LABORATORY 4 Name: Name: Genetic LEARNING OBJECTIVES Know how to use the

LABORATORY 4

Name: Name:

Genetic

LEARNING OBJECTIVES

Know how to use the template stand of DNA and make the coding strand.

Be able to translate the coding stand of DNA in m-RNA.

Be able to translate m-RNA into amino acid polypeptide (protein).

Introduction: From DNA to Protein

DNA is a double helix compose of a template strand and coding strand. The two strands are link by their nitrogenous bases, which are pairs together in the following way: Adenine (A) pairs with Thymine (T) and Guanine (G) pairs with Cytosine (C). The DNA coding strand is transcribed in messenger RNA (m-RNA), where all the Thymine (T) is change to Uracil (U). The m-RNA exit the nucleus and join the ribosome, which will translate the m-RNA into a polypeptide of amino acids (create a protein). The translation between the nucleic acids code of m-RNA to the amino acids code of protein is done using the table below.

Activity 1. From DNA to Protein

Using the following template strand of DNA, please write the complementary coding strand of the DNA molecule, transcribe the coding strand DNA in m-RNA and finally into amino acids using the table.

Introduction: The genotype and phenotype of offspring

The fertilisation of an egg by the sperm brings together the 23 chromosomes from the male with 23 chromosomes from the female to create a baby with 46 chromosomes. Each pair of the 23 chromosomes, called homologous chromosomes, have the same gene for a specific trait (eye colour, hair colour, etc.). However, this pair of chromosomes may differ in the specific information, for example both chromosomes will have a gene for the colour of the eyes, but each chromosome may code for a specific colour (blue, brown, etc.). This variation in information for a same gene is called an allele. If the person has the same allele, given by both parents (blue eyes allele from the mother and father side) it will be called homozygous alleles (b, b). If the allele differs, it will be called heterozygous alleles (B, b). If one allele is always express when heterozygous, it is called a dominant allele, if it’s not express when heterozygous it’s a recessive allele. If both alleles are expressed at the same time, it is called codominance. The physical expression of a trait is called its phenotype and the allele version of the gene is called the genotype (ex.: blue eye phenotype have a b, b allele genotype.

Activity 2. Find the phenotype and genotype using a Punnet squares

One parent is homozygous for brown hairs (B, B) while the other is homozygous for blond hairs (b, b). Knowing that the brown allele is dominant, determine the proportion of phenotype and genotype of their babies using a Punnet square (Each square must have the genotype allele and phenotype).

Both parents are heterozygous for brown hairs (B, b). Knowing that the brown allele is dominant, determine the proportion of phenotype and genotype of their babies using a Punnet square (Each square must have the genotype allele and phenotype).

Blood types have codominant A and B alleles, while the O allele is recessive. Tell all the possible blood type of their children’s. Remember that blood type may have hidden recessive alleles (Blood type A phenotype, may have the genotype A, A or A, O).

Female: A

Male: A

All possible blood type of the children’s

Genotype

Phenotype

Female: AB

Male: O

All possible blood type of the children’s

Genotype

Phenotype

The Charlie Chaplin case. In 1941, Charlie Chaplin became romantically involved with a young actress named Joan Barry. In 1943, twenty months after the relationship ended, she had a child and claimed Charlie Chaplin as the father.

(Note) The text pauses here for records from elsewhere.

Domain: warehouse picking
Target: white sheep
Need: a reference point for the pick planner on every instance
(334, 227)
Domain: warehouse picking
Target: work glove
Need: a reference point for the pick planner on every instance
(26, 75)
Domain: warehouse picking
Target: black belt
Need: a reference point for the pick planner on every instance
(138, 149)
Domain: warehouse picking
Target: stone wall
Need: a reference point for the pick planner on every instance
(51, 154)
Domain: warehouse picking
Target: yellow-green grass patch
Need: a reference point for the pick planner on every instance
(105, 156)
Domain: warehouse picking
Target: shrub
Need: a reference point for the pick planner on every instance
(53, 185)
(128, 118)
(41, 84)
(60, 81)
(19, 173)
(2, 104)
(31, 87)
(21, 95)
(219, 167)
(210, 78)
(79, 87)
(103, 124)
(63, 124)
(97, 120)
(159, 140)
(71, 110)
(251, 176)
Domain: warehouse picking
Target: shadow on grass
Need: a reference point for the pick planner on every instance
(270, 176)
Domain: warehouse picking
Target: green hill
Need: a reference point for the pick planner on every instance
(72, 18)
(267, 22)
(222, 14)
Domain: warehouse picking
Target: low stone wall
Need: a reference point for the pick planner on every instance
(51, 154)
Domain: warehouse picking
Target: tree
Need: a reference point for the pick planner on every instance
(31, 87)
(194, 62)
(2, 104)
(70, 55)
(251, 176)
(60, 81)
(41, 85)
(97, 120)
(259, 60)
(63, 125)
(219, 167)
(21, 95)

A paternity suit ensued. Chaplin had type O blood. Barry had type A blood. The baby had type B blood. Was the baby Chaplin’s? What’s your evidence?

A father with type B blood and a mother with type O blood have a baby with type O blood. What is the father’s genotype?

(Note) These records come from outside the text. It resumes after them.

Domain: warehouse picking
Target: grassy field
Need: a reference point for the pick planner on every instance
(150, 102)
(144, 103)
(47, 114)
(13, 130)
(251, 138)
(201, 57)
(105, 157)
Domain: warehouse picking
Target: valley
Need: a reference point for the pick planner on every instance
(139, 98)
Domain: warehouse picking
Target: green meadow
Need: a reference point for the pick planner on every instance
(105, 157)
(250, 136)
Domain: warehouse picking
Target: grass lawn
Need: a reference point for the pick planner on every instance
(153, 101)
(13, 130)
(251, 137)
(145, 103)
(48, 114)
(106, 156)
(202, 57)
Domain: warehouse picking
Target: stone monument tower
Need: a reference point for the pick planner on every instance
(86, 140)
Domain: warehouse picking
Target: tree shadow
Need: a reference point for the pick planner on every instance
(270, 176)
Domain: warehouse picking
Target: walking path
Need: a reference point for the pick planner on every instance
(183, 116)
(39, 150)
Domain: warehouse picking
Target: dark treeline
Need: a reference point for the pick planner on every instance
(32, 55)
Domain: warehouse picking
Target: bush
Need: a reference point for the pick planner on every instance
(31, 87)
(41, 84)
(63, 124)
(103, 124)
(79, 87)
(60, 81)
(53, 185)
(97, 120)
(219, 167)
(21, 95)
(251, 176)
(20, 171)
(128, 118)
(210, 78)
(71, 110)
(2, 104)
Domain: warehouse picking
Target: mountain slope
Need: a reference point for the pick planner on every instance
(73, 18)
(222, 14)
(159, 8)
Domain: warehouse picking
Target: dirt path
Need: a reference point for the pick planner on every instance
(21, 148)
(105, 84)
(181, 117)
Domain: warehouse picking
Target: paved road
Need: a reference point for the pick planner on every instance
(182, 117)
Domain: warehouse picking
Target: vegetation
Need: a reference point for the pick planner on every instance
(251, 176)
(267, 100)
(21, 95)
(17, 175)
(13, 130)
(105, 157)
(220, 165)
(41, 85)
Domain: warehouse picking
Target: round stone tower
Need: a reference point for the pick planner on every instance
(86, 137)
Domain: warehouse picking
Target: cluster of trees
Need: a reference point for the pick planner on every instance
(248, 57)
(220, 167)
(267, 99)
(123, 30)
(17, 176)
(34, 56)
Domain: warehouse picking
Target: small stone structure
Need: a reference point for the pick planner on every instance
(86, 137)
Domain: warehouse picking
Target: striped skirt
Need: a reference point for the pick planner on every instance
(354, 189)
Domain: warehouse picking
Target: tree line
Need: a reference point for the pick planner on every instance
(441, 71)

Introduction: Sex-link inheritance

Some traits can be transmitted to the offspring on the sex chromosomes (X or Y). Since, male (XY) and female (XX) have different pair of sex chromosomes, the phenotypic effect of those alleles, especially the recessive one, will affect male and female differently. Male will be more susceptible to sex-link inherited genetic disease, since they only have one of each sex chromosomes (Y or a X), thus they will express the mutated recessive alleles 100% of the time. Female on the other hand, have two sex chromosomes (XX) and are twice less likely to receive 2 mutated alleles from their parents and thus will have less genetic sex link disease compared to male.

Activity 3. Sex-link inheritance

Hemophilia is a genetic disorder located on an allele on the X chromosome. Using the following pedigree of a royal family, tell me

What are the phenotypes and genotypes of the male and female grandparents (P generation)?

What are the phenotypes and genotypes of the parents of the two boys (F1 generation)?

What are the phenotypes and genotypes of the two boys in the F2 generation?

In this pedigree there is not female with hemophilia. Tell me all the combination of parents (phenotype and genotype) that would be needed to have a female offspring with a hemophilia phenotype.